3. Start compiling mailing lists

I am in a unique market where I don’t get return clients very often. I only photographed one couple that was local to Maui last year out of the nearly 30 weddings I had. I never saw the value in mailing lists until I wanted to ask my couples for feedback about their wedding experience.

Going client-by-client to extract email addresses was exhausting. In 2020 I’ve created a mailing group in Gmail that has both couples in it. It’s part of my workflow now. Once the client is booked, my CRM (I use Studio Ninja) prompts me to add them to my mailing list.

Keeping those emails easily accessible helps me stay in touch with my clients, offer them resources, and ask for help when I need it.

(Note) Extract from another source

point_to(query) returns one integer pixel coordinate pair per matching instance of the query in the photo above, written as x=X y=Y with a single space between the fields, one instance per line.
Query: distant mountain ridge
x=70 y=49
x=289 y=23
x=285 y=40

4. Use a photo-hosting platform that offers automated marketing.

Just recently I switched over to Pic-Time from my old gallery hosting site. It was cumbersome to move everything over and get the client galleries all in order the way I wanted – but the email marketing was insane. In the month of December alone, I made over $1200 by sending out automated coupons with reminders. It was incredibly easy and it made me a bunch of cash I wouldn’t have made otherwise.

Automating systems like this will make your life easier in the long-run and put more cash in your pocket at the same time.

5. Make a workflow and automate as much as you can

At the beginning of 2019 I created detailed workflows for every step of the process in regards to weddings. I had automated emails going out after booking, two months before their wedding, one month before, the night before, and the day after. All of them set expectations, answered all those FAQs (e.g. When do I get my images? Can I post on social media? etc), and gave couples the assurance that I wasn’t ghosting them. 

In the long-term, it ended up being one of the smartest things I did for my business in 2019. My couples were informed throughout the entire planning process so when we finally did get to meet in real life, they felt like we had been in touch the whole time and that I was truly on their team.

These are my Photography Business Lessons Learned From 2019 for a Successful 2020. I truly hope they help another business owner out there rock their 2020!